Interview mit Denes Kücük

Bitte beachten Sie, dass Denes Kücük seit Frühjahr 2020 als CDO für die Stadt Bochum tätig ist. Dieses Interview wurde mit ihm 2019, während seiner Tätigkeit für die Stadt Dortmund geführt.

Was bedeutet für Sie Smart City?
Smart City ist für mich eine Stadt, die Ressourcen intelligent nutzt und intelligent vernetzt ist, um ihrer Bevölkerung eine hohe Lebensqualität zu bieten. Die technologische Komponente ist dabei zweitrangig, denn im Kern ist sie Mittel zum Zweck, unsere Stadt lebenswerter zu gestalten. Vorrangig wollen wir also bspw. die Lärmbelästigung in einem Wohngebiet verringern und wenn für die Messung und anschließende bessere Steuerung der Verkehrsflüsse, Sensorik nützlich ist – dann verbauen wir sie auch im Stadtraum, aber wir müssen nicht per se alles digitalisieren.

Denes Kücük

Denes Kücük ist stellvertretender Leiter des Chief Innovation/ Information Office (CIO) der Stadt Dortmund. Das CIO wurde Mitte 2018 gegründet und treibt in koordinierender Rolle die Smart City-Strategie der Stadt voran. Denes Kücük ist studierter Politikwissenschaftler und zusätzlich Absolvent der NRW School of Governance. Vor seiner Tätigkeit beim CIO war er beim nordrhein-westfälischen Ministerium für Wirtschaft, Innovation, Digitalisierung und Energie als Referent beim Beauftragten der Landesregierung für Informationstechnik tätig.

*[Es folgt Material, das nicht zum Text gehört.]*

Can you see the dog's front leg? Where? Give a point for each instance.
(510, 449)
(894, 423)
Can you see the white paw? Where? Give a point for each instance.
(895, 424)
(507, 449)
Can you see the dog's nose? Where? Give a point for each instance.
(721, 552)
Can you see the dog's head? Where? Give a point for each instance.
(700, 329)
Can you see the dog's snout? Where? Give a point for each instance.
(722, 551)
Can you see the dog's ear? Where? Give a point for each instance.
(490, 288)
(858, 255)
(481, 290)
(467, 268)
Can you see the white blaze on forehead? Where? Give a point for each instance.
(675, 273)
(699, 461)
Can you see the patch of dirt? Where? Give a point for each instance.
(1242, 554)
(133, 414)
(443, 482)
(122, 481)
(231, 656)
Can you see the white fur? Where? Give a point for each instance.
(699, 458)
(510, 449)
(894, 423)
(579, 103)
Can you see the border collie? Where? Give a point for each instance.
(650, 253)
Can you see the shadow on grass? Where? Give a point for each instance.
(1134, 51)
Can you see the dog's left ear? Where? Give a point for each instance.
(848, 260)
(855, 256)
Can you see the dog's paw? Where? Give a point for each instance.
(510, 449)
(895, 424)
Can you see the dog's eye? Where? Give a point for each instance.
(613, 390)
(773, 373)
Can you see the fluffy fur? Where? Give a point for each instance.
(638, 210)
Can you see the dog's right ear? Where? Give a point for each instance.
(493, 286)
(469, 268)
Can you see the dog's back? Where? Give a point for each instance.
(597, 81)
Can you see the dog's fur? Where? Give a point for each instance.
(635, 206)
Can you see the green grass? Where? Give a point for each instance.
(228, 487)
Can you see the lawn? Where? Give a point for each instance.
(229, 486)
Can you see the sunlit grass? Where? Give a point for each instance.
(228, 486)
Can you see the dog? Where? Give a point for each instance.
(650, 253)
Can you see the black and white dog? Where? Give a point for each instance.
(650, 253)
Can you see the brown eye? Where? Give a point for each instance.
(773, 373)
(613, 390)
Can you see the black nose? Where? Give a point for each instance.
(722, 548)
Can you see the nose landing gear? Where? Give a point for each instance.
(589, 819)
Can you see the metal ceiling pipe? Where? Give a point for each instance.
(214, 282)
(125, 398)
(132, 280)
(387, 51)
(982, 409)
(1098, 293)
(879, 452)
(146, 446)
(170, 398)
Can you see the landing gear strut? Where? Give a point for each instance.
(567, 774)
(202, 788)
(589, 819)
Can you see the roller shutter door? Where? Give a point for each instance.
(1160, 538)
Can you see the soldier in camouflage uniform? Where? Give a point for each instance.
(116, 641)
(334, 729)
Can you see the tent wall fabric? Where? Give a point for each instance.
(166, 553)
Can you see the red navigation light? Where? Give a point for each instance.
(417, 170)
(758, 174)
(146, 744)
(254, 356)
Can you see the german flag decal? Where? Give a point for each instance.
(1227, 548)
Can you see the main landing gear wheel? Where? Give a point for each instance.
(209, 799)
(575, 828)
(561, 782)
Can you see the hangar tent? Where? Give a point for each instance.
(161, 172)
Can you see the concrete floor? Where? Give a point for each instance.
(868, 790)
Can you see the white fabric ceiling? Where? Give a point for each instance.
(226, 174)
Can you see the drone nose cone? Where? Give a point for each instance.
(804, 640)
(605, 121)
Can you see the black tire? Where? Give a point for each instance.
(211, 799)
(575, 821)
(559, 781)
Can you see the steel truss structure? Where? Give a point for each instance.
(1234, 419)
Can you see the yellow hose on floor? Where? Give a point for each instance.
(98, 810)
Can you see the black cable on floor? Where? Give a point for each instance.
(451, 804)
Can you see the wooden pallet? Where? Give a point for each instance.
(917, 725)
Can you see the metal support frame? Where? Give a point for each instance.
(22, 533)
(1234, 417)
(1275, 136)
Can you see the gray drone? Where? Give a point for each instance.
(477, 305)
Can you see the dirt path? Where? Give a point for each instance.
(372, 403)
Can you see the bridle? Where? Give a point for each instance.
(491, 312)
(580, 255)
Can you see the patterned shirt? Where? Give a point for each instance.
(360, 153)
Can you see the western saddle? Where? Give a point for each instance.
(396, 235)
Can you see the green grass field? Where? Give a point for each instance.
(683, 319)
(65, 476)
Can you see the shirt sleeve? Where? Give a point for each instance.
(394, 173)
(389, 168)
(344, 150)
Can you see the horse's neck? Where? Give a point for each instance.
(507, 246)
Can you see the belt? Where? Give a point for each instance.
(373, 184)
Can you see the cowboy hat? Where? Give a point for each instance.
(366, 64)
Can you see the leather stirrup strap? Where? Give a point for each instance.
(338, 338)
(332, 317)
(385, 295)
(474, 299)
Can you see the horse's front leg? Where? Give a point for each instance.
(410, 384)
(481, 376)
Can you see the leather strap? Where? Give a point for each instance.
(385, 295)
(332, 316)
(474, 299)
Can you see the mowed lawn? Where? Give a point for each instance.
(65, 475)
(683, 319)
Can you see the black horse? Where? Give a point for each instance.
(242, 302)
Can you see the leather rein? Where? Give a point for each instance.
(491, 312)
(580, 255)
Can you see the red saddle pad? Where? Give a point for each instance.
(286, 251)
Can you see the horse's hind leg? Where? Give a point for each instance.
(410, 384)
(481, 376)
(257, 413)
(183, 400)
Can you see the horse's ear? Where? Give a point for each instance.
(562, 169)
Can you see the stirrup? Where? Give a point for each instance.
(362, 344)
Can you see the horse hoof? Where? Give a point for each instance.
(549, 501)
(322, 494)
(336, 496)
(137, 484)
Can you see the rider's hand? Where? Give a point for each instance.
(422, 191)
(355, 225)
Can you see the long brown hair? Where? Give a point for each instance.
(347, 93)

1. Welche Aufgaben hat das CIO und was sind Projekte, die in nächster Zeit Dortmund smarter und lebenswerter machen?
Wir sind als eine Art Innovationsscout für die Stadt Dortmund unterwegs, um Trends der digitalen Stadtentwicklung zu beobachten, spannende Projekte in Dortmund anzustoßen und Synergieeffekte für Digitalisierungssbestrebungen in der Stadtgesellschaft und -verwaltung zu organisieren. Unsere Aufgabe ist es, alle Ansätze und Entwicklungen zur Digitalisierung der Stadt zu systematisieren und strategisch miteinander zu verbinden.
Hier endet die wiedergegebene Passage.